Tad drew a card and made a face that lost him the game. “Not a word. She kept getting up and going out, and just soldiered ahead with determination until it seemed she had come through it. She was quieter from then on, but she neve
r gave up her campaign to discompose them all.”
So many questions. He wanted to know about Hannah when she was first married and what had happened at the end; what ingredients had cooked up her scandalbroth, and who Simon’s clandestine witness might be. But he had to be careful, couldn’t look too eager or pry Tad for details he shouldn’t seek, and he was clearly tipsy enough to blunder. Best to turn back now, dredge some patience, and revisit it another time.
But while they drew and discarded, and particularly when he played the queen of spades, James continued to chew over Hannah with a hungry curiosity.
.
CHAPTER EIGHT
James came to his second appointment with Hannah scuffed by a measure of shame at what a poor job he’d done the first time. He’d kept that visit for his own selfish curiosity, and Simon’s. Today that translated to an overeager brightness when he came into the drawing room, fed by a determination to do things right. After all, he’d stopped practicing owing to his belief that if he couldn’t do things properly, then he wouldn’t do them in the first place.

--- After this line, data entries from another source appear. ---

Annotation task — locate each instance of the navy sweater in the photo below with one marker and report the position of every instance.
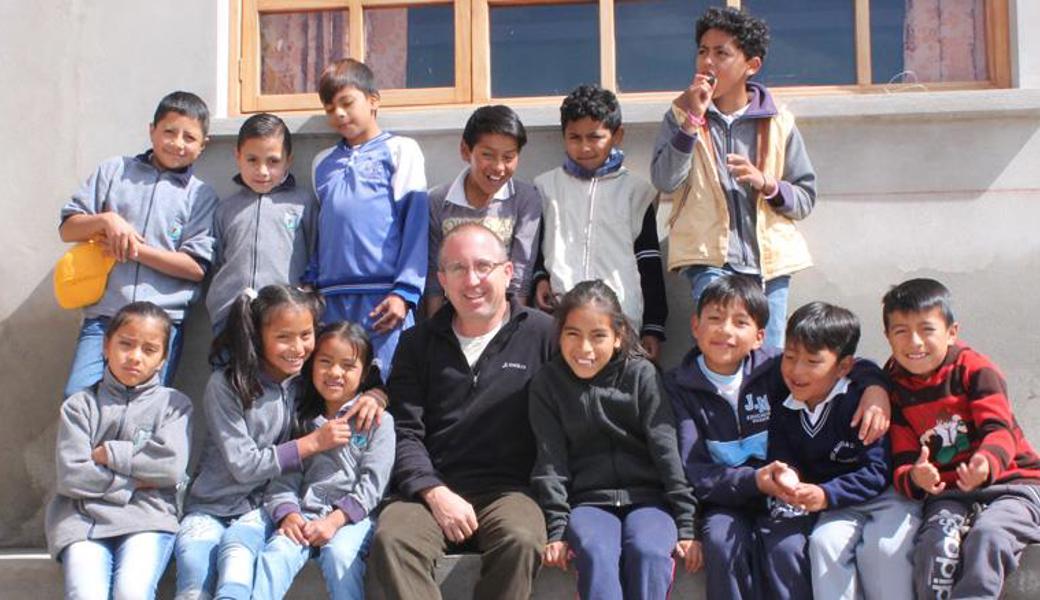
(829, 452)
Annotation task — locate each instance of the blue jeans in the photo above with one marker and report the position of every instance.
(624, 553)
(88, 363)
(121, 567)
(216, 555)
(776, 292)
(342, 562)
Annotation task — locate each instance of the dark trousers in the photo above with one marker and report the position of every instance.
(623, 553)
(408, 542)
(750, 555)
(969, 543)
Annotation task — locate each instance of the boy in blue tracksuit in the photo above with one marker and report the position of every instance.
(373, 225)
(723, 394)
(830, 494)
(154, 215)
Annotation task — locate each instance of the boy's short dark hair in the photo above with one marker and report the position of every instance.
(594, 102)
(735, 286)
(751, 33)
(498, 119)
(263, 126)
(820, 325)
(346, 73)
(183, 103)
(918, 295)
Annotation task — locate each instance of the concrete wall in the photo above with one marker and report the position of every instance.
(940, 185)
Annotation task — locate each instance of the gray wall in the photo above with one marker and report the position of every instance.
(940, 185)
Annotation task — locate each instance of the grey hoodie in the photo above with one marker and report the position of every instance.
(261, 239)
(243, 449)
(172, 209)
(352, 477)
(797, 196)
(146, 432)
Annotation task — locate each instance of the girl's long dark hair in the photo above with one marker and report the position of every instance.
(599, 294)
(239, 347)
(311, 403)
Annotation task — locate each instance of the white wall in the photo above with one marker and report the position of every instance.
(910, 185)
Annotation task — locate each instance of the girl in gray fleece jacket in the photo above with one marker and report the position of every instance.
(249, 410)
(608, 475)
(323, 512)
(122, 451)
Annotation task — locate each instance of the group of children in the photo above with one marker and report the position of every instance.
(771, 468)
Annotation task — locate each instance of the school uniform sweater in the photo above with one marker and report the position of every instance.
(828, 451)
(261, 239)
(603, 225)
(466, 427)
(957, 411)
(146, 432)
(173, 210)
(373, 225)
(352, 477)
(721, 450)
(243, 448)
(514, 213)
(607, 441)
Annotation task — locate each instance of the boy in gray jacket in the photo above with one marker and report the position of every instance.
(122, 451)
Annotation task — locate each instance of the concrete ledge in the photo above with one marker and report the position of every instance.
(31, 574)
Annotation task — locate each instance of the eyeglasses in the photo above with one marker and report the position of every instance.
(482, 268)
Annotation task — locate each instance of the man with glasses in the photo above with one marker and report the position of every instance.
(465, 448)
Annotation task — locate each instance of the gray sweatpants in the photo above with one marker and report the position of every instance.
(969, 542)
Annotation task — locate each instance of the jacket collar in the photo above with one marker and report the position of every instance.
(613, 164)
(180, 176)
(288, 183)
(114, 387)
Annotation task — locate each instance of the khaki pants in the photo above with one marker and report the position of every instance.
(408, 542)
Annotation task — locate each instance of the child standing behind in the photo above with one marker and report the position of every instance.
(607, 473)
(736, 167)
(487, 192)
(957, 446)
(154, 215)
(122, 451)
(265, 232)
(599, 219)
(861, 529)
(323, 512)
(373, 226)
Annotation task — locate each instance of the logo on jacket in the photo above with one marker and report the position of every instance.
(756, 408)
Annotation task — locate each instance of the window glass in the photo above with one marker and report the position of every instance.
(655, 46)
(295, 47)
(544, 50)
(411, 47)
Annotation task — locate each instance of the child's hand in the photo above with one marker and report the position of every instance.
(745, 172)
(368, 409)
(873, 415)
(925, 475)
(690, 551)
(556, 554)
(544, 297)
(809, 497)
(319, 531)
(292, 527)
(652, 345)
(389, 313)
(100, 455)
(120, 237)
(973, 473)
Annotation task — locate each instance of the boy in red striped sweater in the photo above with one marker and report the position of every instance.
(957, 446)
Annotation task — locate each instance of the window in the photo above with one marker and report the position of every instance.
(429, 52)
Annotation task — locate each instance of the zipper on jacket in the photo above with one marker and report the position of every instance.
(256, 243)
(144, 232)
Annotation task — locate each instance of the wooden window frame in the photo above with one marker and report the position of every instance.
(472, 55)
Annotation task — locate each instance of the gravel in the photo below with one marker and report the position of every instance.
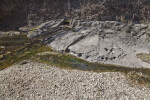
(36, 81)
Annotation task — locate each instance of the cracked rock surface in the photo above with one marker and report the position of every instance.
(107, 42)
(36, 81)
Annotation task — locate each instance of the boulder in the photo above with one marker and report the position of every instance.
(107, 42)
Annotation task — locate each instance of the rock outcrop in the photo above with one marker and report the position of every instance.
(18, 13)
(107, 42)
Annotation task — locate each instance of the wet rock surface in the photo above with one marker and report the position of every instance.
(30, 80)
(108, 42)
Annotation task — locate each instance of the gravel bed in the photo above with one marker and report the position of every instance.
(36, 81)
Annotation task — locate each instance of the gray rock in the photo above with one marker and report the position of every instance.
(45, 28)
(106, 42)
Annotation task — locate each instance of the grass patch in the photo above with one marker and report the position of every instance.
(18, 48)
(144, 57)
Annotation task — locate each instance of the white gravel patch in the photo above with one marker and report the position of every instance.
(35, 81)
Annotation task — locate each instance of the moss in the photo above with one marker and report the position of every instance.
(17, 49)
(144, 57)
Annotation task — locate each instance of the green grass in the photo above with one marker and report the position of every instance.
(144, 57)
(18, 48)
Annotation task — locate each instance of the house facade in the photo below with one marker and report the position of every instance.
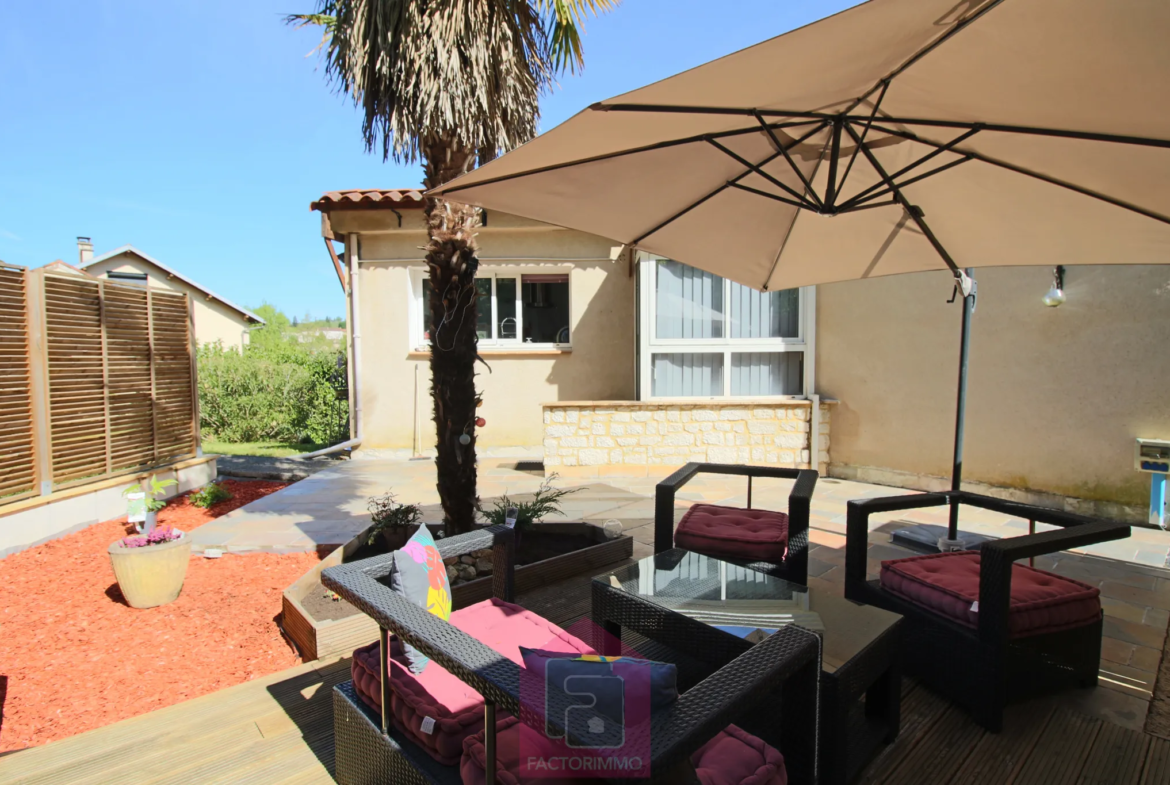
(607, 363)
(215, 318)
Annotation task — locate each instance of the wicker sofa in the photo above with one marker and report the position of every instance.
(1002, 647)
(371, 749)
(740, 536)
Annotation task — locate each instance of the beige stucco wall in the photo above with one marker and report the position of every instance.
(214, 321)
(1057, 396)
(603, 331)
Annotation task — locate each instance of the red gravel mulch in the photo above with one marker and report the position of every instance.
(76, 658)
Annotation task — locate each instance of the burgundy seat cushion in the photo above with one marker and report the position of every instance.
(455, 708)
(735, 534)
(949, 584)
(734, 757)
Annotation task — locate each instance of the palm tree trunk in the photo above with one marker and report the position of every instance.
(452, 263)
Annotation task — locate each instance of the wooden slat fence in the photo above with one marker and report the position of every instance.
(18, 475)
(112, 369)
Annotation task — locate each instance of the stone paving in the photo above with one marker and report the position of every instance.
(330, 507)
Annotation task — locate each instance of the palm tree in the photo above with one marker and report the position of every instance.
(449, 83)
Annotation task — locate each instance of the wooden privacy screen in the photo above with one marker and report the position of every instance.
(121, 385)
(16, 458)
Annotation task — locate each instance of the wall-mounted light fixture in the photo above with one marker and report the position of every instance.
(1055, 295)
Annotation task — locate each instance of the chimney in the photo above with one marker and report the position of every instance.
(84, 250)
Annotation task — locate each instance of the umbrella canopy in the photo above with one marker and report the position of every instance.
(895, 137)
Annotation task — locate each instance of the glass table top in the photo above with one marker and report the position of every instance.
(742, 601)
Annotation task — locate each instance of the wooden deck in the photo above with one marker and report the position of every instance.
(279, 729)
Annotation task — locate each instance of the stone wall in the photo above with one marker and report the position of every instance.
(591, 439)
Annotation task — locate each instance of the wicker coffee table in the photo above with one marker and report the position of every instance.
(711, 611)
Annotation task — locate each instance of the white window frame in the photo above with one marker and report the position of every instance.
(418, 330)
(649, 344)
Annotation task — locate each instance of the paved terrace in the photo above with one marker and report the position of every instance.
(330, 507)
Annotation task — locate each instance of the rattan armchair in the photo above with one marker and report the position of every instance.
(795, 565)
(369, 749)
(984, 668)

He set his exam bag in the armchair and looked Hannah over where she reclined on the sofa, marveling at whatever serendipity had colored her in dark hues but, like the sun, made it impossible for him to gaze on her for too long. “How are you feeling today?” he asked, turning away when nothing better came to mind.
“I’m well, thank you.”
He paused with his fingers on the bag’s black leather handle and dared another glimpse, surprised by an answer that contradicted her pinched appearance. “No headache, no complaints?”
“No.” Her fingers strangled the edges of a small moleskin-covered book, its brown rectangle almost bold against her black skirts.
“Your journal?” he asked, pleased she’d followed an instruction that most patients did not.
“Mmhm.” She arranged the little volume just so and pressed her hand over it as though trying to conceal a suspect title.